Replying to queries by The New Paper, the Singapore Examinations and Assessment Board (SEAB) assured the public that the question is phrased correctly, and assesses topics taught in the primary school mathematics syllabus.
Not all parents are upset over the question.
KiasuParents founder William Toh, whose 12-year-old daughter sat the PSLE this year, learnt about the hoo-ha from TNP.
He felt the upset parents were "overreacting".
He said: "Let the educators and examiners do their job.
"It's not the end of the world.
"If your child couldn't solve it, there will be others who couldn't solve it too.
"Some parents tend to be perfectionists, but they need to realise their children are human.
"There will be questions they cannot solve."
Mr Bhajan Singh, a 70-year-old ex-principal previously involved in the setting of examination papers, said parents should have faith in Singapore's education system instead of throwing a "tantrum".
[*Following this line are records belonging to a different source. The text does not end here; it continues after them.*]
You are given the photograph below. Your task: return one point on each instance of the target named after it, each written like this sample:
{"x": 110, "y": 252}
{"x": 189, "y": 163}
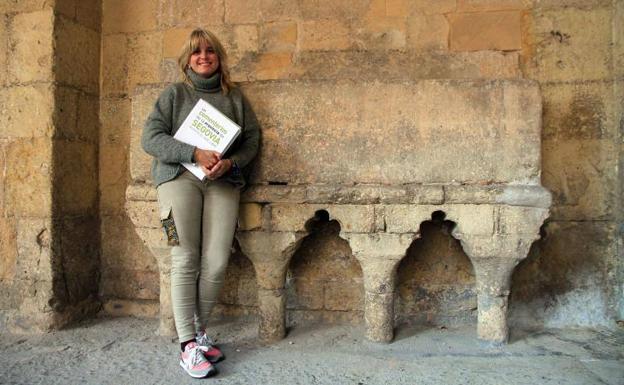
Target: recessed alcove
{"x": 435, "y": 280}
{"x": 323, "y": 280}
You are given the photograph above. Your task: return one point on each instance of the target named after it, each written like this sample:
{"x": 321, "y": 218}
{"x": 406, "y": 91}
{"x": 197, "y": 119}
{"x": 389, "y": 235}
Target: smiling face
{"x": 204, "y": 60}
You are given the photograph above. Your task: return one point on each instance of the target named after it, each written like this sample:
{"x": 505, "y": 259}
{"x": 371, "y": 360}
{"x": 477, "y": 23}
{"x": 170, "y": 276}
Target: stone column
{"x": 270, "y": 253}
{"x": 379, "y": 255}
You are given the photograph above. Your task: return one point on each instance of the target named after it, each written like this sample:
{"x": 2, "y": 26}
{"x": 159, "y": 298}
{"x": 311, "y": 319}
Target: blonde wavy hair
{"x": 196, "y": 39}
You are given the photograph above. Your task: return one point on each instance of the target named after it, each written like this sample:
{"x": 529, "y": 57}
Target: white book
{"x": 206, "y": 128}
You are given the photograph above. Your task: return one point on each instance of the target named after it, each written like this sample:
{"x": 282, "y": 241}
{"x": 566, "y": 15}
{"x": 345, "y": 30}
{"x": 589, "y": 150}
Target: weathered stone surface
{"x": 559, "y": 41}
{"x": 581, "y": 175}
{"x": 124, "y": 16}
{"x": 142, "y": 104}
{"x": 76, "y": 182}
{"x": 191, "y": 13}
{"x": 579, "y": 110}
{"x": 250, "y": 216}
{"x": 4, "y": 50}
{"x": 428, "y": 32}
{"x": 31, "y": 47}
{"x": 492, "y": 5}
{"x": 486, "y": 31}
{"x": 114, "y": 75}
{"x": 471, "y": 219}
{"x": 29, "y": 188}
{"x": 26, "y": 111}
{"x": 441, "y": 128}
{"x": 319, "y": 35}
{"x": 79, "y": 70}
{"x": 278, "y": 37}
{"x": 143, "y": 63}
{"x": 130, "y": 308}
{"x": 8, "y": 249}
{"x": 293, "y": 217}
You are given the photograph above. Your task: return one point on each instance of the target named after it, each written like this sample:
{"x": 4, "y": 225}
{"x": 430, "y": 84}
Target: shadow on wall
{"x": 436, "y": 280}
{"x": 324, "y": 280}
{"x": 561, "y": 282}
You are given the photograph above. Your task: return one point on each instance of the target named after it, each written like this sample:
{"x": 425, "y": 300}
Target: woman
{"x": 199, "y": 217}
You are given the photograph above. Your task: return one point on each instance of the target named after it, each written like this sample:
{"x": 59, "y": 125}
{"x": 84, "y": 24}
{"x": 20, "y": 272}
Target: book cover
{"x": 207, "y": 128}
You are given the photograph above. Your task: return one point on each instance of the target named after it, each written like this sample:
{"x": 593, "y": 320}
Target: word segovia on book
{"x": 206, "y": 128}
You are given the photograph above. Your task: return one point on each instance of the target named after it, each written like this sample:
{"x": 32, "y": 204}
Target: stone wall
{"x": 49, "y": 233}
{"x": 572, "y": 48}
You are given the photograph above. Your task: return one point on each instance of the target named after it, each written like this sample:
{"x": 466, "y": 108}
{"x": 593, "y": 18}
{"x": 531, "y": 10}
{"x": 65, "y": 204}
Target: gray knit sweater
{"x": 170, "y": 110}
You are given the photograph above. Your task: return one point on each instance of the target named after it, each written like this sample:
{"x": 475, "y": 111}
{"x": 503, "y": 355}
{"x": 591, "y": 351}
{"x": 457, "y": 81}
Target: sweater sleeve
{"x": 157, "y": 139}
{"x": 250, "y": 137}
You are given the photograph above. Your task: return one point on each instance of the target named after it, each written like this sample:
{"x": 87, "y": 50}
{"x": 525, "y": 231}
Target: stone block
{"x": 20, "y": 6}
{"x": 245, "y": 38}
{"x": 31, "y": 47}
{"x": 130, "y": 284}
{"x": 579, "y": 111}
{"x": 8, "y": 249}
{"x": 343, "y": 296}
{"x": 173, "y": 40}
{"x": 4, "y": 50}
{"x": 130, "y": 308}
{"x": 113, "y": 178}
{"x": 114, "y": 121}
{"x": 293, "y": 217}
{"x": 250, "y": 216}
{"x": 304, "y": 293}
{"x": 26, "y": 111}
{"x": 278, "y": 37}
{"x": 274, "y": 194}
{"x": 29, "y": 187}
{"x": 191, "y": 13}
{"x": 120, "y": 240}
{"x": 427, "y": 32}
{"x": 242, "y": 11}
{"x": 34, "y": 250}
{"x": 89, "y": 13}
{"x": 362, "y": 118}
{"x": 486, "y": 31}
{"x": 143, "y": 63}
{"x": 333, "y": 9}
{"x": 113, "y": 80}
{"x": 431, "y": 7}
{"x": 142, "y": 104}
{"x": 520, "y": 220}
{"x": 381, "y": 32}
{"x": 144, "y": 214}
{"x": 126, "y": 17}
{"x": 559, "y": 40}
{"x": 76, "y": 176}
{"x": 581, "y": 176}
{"x": 379, "y": 246}
{"x": 492, "y": 5}
{"x": 325, "y": 35}
{"x": 77, "y": 56}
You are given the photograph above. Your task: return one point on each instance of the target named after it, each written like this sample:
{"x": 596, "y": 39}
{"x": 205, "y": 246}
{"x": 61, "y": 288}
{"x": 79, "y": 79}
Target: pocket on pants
{"x": 166, "y": 218}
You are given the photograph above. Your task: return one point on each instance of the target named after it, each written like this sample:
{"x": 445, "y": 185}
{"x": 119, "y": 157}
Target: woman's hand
{"x": 222, "y": 166}
{"x": 206, "y": 158}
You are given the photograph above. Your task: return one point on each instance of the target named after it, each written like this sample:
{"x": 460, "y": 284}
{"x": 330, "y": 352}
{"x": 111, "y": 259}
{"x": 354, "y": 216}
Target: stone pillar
{"x": 270, "y": 253}
{"x": 379, "y": 255}
{"x": 494, "y": 258}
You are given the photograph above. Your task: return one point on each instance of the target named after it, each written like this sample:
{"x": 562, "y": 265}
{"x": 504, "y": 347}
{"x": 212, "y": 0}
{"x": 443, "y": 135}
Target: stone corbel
{"x": 270, "y": 253}
{"x": 379, "y": 256}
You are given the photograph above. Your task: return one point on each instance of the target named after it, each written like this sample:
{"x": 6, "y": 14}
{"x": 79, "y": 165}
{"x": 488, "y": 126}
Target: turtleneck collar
{"x": 211, "y": 84}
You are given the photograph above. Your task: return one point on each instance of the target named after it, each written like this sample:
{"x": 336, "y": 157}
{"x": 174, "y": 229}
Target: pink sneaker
{"x": 211, "y": 352}
{"x": 192, "y": 360}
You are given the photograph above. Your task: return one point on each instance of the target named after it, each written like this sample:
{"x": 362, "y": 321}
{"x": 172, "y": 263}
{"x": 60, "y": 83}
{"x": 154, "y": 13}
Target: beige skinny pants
{"x": 205, "y": 217}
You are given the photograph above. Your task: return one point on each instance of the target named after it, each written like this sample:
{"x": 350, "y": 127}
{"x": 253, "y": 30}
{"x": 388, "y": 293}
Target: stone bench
{"x": 380, "y": 158}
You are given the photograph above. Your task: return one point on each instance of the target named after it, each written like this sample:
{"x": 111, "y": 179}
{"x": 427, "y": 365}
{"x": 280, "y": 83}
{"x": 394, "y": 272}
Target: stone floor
{"x": 126, "y": 351}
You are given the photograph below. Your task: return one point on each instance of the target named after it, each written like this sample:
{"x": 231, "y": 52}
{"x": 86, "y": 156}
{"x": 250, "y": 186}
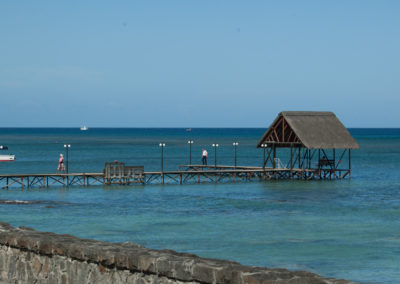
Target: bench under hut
{"x": 315, "y": 142}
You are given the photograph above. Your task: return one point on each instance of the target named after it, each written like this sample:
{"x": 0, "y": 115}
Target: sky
{"x": 196, "y": 63}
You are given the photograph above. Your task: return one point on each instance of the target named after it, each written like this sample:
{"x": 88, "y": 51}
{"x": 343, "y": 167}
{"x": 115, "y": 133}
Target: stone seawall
{"x": 29, "y": 256}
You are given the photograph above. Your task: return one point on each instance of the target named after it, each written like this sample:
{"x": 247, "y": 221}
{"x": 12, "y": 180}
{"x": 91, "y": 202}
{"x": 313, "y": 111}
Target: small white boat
{"x": 7, "y": 158}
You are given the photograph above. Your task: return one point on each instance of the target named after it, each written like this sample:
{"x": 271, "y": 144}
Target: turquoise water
{"x": 345, "y": 229}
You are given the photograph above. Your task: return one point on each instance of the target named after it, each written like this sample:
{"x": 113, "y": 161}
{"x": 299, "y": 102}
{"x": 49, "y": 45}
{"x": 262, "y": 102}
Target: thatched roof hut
{"x": 309, "y": 129}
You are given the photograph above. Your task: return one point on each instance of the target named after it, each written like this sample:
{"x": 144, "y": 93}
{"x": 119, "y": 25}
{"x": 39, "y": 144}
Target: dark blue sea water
{"x": 344, "y": 228}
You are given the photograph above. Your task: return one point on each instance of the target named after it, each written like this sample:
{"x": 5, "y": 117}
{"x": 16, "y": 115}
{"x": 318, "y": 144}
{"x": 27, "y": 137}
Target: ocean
{"x": 337, "y": 228}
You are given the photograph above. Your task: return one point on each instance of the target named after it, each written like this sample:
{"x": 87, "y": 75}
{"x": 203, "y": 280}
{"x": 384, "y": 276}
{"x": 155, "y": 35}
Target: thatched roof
{"x": 314, "y": 130}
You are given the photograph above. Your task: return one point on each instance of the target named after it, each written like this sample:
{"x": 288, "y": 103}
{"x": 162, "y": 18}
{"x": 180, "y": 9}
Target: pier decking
{"x": 186, "y": 174}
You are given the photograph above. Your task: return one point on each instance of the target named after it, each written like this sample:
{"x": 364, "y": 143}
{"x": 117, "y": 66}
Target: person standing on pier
{"x": 204, "y": 155}
{"x": 61, "y": 167}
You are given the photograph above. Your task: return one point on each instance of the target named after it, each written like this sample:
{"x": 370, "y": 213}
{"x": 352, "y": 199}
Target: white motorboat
{"x": 6, "y": 158}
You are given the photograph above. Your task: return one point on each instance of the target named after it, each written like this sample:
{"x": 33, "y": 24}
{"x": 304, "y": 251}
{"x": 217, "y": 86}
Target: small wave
{"x": 3, "y": 201}
{"x": 27, "y": 202}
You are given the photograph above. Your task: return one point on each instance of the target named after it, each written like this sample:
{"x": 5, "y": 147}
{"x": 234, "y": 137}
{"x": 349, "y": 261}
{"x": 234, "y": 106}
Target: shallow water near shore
{"x": 344, "y": 228}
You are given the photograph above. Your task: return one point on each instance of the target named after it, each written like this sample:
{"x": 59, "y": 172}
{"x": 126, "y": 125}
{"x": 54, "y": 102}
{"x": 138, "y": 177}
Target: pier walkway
{"x": 186, "y": 174}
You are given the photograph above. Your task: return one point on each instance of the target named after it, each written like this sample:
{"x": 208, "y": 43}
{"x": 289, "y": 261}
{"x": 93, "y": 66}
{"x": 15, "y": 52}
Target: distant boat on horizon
{"x": 6, "y": 158}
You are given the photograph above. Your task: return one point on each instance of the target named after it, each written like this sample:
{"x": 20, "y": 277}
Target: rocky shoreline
{"x": 29, "y": 256}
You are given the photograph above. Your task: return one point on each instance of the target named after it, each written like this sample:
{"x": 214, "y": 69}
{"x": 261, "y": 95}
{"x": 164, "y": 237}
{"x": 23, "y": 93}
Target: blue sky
{"x": 197, "y": 63}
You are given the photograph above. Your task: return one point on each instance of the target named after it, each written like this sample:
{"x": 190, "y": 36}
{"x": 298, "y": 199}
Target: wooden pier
{"x": 310, "y": 140}
{"x": 118, "y": 174}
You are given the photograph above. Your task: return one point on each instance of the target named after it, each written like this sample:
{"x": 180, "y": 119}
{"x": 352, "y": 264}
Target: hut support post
{"x": 274, "y": 156}
{"x": 319, "y": 164}
{"x": 334, "y": 163}
{"x": 349, "y": 163}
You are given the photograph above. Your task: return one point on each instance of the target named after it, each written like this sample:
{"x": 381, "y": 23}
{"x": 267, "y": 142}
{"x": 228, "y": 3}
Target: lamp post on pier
{"x": 162, "y": 145}
{"x": 67, "y": 146}
{"x": 235, "y": 144}
{"x": 215, "y": 154}
{"x": 264, "y": 146}
{"x": 190, "y": 142}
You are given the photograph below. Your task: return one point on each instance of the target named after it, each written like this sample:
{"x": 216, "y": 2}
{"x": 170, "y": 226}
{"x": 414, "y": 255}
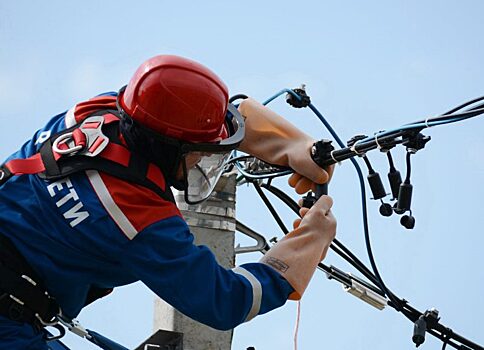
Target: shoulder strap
{"x": 86, "y": 147}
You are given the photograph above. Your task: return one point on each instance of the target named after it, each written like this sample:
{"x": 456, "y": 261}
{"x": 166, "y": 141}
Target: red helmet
{"x": 179, "y": 98}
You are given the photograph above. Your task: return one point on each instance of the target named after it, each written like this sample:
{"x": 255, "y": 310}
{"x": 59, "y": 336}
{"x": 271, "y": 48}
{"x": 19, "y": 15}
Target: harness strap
{"x": 85, "y": 147}
{"x": 22, "y": 297}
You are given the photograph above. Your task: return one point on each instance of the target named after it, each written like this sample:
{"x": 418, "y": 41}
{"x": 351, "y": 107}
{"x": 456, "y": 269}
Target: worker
{"x": 86, "y": 204}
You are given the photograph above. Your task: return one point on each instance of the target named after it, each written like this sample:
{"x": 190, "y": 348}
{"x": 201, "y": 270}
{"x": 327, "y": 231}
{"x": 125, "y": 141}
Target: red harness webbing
{"x": 112, "y": 152}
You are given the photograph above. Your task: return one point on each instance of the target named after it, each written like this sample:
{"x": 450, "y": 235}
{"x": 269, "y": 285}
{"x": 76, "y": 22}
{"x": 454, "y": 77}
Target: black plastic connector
{"x": 303, "y": 101}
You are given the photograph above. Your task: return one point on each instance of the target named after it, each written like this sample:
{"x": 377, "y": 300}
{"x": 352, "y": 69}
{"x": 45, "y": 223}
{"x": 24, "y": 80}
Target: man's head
{"x": 175, "y": 110}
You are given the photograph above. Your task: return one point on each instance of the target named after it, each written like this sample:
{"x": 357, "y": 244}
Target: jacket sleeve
{"x": 189, "y": 278}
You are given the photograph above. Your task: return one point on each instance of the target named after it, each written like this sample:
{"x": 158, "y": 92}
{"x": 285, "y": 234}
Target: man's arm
{"x": 273, "y": 139}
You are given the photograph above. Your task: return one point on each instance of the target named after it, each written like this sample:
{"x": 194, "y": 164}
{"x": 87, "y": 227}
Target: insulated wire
{"x": 398, "y": 304}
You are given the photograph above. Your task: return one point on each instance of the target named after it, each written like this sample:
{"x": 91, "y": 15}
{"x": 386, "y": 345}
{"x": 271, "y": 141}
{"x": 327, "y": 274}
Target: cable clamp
{"x": 75, "y": 327}
{"x": 353, "y": 149}
{"x": 367, "y": 295}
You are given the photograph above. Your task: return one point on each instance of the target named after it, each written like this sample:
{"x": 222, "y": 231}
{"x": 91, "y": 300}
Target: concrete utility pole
{"x": 213, "y": 224}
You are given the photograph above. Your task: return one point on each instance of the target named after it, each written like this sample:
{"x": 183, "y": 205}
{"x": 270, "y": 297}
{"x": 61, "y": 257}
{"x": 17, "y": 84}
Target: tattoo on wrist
{"x": 277, "y": 264}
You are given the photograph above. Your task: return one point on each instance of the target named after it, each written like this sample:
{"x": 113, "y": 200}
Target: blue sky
{"x": 367, "y": 65}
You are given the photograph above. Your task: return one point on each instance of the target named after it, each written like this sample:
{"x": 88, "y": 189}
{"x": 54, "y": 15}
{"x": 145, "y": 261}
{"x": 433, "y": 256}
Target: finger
{"x": 324, "y": 203}
{"x": 312, "y": 171}
{"x": 303, "y": 211}
{"x": 303, "y": 185}
{"x": 293, "y": 179}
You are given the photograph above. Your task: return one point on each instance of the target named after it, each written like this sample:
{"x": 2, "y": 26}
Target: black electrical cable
{"x": 468, "y": 103}
{"x": 271, "y": 208}
{"x": 401, "y": 305}
{"x": 409, "y": 167}
{"x": 337, "y": 246}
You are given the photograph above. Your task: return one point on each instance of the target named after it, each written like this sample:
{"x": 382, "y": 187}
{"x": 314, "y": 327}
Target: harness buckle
{"x": 87, "y": 140}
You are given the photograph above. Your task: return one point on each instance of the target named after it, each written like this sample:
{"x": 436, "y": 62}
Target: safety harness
{"x": 94, "y": 143}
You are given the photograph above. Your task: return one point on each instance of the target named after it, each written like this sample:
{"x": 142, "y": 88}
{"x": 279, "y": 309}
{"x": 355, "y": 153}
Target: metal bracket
{"x": 261, "y": 245}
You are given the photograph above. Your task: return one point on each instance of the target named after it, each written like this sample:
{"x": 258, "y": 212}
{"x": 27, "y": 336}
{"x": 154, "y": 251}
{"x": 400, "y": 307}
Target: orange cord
{"x": 296, "y": 327}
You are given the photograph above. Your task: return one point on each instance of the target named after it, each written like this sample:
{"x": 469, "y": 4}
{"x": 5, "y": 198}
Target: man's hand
{"x": 297, "y": 254}
{"x": 270, "y": 137}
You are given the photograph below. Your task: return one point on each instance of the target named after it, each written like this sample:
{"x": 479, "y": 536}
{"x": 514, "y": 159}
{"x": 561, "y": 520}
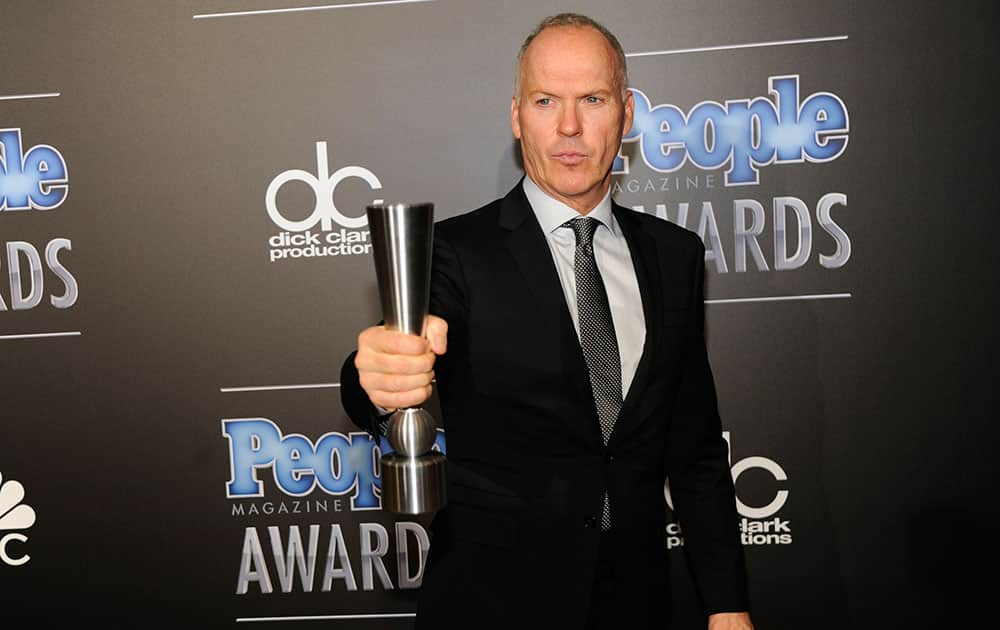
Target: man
{"x": 566, "y": 339}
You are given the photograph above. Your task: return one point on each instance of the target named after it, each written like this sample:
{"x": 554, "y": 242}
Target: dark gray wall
{"x": 866, "y": 402}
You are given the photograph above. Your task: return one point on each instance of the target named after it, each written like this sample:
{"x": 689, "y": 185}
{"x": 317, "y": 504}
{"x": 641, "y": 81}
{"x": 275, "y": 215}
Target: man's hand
{"x": 730, "y": 621}
{"x": 396, "y": 369}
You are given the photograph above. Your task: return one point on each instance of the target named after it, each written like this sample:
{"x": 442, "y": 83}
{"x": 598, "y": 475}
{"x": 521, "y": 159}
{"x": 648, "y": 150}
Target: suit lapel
{"x": 643, "y": 252}
{"x": 527, "y": 246}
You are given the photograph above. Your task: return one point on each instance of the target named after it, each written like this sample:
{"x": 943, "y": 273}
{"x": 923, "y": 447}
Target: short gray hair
{"x": 579, "y": 21}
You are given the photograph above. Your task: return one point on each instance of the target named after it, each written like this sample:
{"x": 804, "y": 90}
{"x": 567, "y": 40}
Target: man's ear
{"x": 629, "y": 111}
{"x": 515, "y": 117}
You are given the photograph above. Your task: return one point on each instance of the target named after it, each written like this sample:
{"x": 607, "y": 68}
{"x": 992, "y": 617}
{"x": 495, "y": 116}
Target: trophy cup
{"x": 413, "y": 476}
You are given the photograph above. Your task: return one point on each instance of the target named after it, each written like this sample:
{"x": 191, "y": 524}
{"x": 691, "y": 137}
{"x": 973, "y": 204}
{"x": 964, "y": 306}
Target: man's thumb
{"x": 437, "y": 334}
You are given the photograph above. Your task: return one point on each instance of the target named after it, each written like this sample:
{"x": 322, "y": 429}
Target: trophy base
{"x": 413, "y": 485}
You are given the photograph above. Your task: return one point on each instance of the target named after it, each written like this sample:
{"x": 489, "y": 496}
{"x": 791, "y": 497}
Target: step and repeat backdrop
{"x": 185, "y": 264}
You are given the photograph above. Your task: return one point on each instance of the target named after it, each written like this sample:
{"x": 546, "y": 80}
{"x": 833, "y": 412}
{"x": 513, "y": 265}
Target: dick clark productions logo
{"x": 298, "y": 240}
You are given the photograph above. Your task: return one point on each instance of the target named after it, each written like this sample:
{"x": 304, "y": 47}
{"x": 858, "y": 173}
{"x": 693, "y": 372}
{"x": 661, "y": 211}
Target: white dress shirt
{"x": 614, "y": 261}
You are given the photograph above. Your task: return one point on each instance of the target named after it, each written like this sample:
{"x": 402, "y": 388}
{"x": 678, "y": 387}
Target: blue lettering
{"x": 33, "y": 180}
{"x": 339, "y": 464}
{"x": 747, "y": 133}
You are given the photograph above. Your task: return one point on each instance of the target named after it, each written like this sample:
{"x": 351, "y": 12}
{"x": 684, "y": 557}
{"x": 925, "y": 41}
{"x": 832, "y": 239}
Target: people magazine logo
{"x": 33, "y": 180}
{"x": 325, "y": 230}
{"x": 695, "y": 161}
{"x": 15, "y": 518}
{"x": 759, "y": 525}
{"x": 290, "y": 491}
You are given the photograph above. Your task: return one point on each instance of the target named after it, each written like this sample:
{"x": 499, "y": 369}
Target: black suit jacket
{"x": 527, "y": 469}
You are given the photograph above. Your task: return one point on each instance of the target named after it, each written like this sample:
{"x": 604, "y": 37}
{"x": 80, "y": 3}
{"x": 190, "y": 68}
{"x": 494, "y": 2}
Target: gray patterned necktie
{"x": 597, "y": 335}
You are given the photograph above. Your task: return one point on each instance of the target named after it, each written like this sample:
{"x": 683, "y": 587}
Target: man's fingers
{"x": 379, "y": 339}
{"x": 436, "y": 331}
{"x": 399, "y": 400}
{"x": 400, "y": 364}
{"x": 376, "y": 381}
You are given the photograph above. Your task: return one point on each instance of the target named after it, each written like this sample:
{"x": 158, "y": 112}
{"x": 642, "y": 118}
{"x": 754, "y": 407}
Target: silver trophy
{"x": 413, "y": 476}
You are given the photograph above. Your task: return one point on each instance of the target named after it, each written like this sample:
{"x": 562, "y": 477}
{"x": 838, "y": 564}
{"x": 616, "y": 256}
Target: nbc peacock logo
{"x": 15, "y": 516}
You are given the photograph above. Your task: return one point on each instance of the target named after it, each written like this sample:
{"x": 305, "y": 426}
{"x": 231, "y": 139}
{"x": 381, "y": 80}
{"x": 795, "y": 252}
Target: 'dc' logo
{"x": 323, "y": 185}
{"x": 14, "y": 515}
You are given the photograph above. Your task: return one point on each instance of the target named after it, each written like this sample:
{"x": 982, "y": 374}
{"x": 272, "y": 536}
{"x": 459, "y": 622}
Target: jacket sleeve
{"x": 355, "y": 401}
{"x": 699, "y": 474}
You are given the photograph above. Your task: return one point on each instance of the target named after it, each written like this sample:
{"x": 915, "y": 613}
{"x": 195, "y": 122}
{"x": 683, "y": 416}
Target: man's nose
{"x": 569, "y": 122}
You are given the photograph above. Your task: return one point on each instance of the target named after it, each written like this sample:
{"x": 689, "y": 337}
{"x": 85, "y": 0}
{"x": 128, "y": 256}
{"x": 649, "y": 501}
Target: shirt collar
{"x": 552, "y": 213}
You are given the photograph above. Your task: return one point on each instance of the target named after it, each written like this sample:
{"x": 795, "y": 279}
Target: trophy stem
{"x": 413, "y": 476}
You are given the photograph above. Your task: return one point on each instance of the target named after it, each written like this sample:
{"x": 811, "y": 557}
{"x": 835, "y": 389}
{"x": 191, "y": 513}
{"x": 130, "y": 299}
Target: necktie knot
{"x": 583, "y": 229}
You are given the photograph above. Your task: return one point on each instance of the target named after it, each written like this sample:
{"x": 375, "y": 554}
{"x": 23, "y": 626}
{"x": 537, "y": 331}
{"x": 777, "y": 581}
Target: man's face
{"x": 570, "y": 117}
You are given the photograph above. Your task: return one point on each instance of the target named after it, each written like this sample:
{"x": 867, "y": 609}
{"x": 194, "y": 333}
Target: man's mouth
{"x": 569, "y": 158}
"We have so many levels of preparation, so many checks and balances here when we set the papers," he told TNP.
"While the strong reaction is understandable, parents should know that the exam papers here are fair because the people preparing them would have taken pains to make sure they are thorough."
Clinical psychologist Carol Balhetchet, who specialises in family and youth, cautioned against parents starting complaint campaigns as it could encourage an entitled mindset in their children.
While she can understand their grievances, she said the PSLE's reputation of being challenging for young students is part of raising the bar.
"The real objective of exams should be to test if the children have studied enough, if they have followed the curriculum," she said.
Ms Olivia Chua, 42, whose younger son sat for the PSLE this year, felt there has been too much fuss over a two-mark question.
She said: "What's done is already done. The paper has been submitted.
"Parents are always involved in these online discussions to gauge how well their children can do, but it will only create unnecessary pressure for the children."
The Singapore Examinations and Assessment Board (SEAB) has rigorous processes in place for the development of national examination papers.
The panel behind the PSLE papers comprises experienced personnel from schools, the Ministry of Education (MOE) and SEAB, its spokesman said in a written reply to The New Paper's queries.
They ensure that each paper adheres to a test blueprint, with questions that are clear and aligned with the syllabus and learning outcomes.
The spokesman said SEAB and MOE received feedback on the question that irked some parents and assured the public that it assesses topics taught in the primary school mathematics syllabus.
"It aims to assess candidates' ability to show their understanding and application of mathematical concepts in a given context," she added.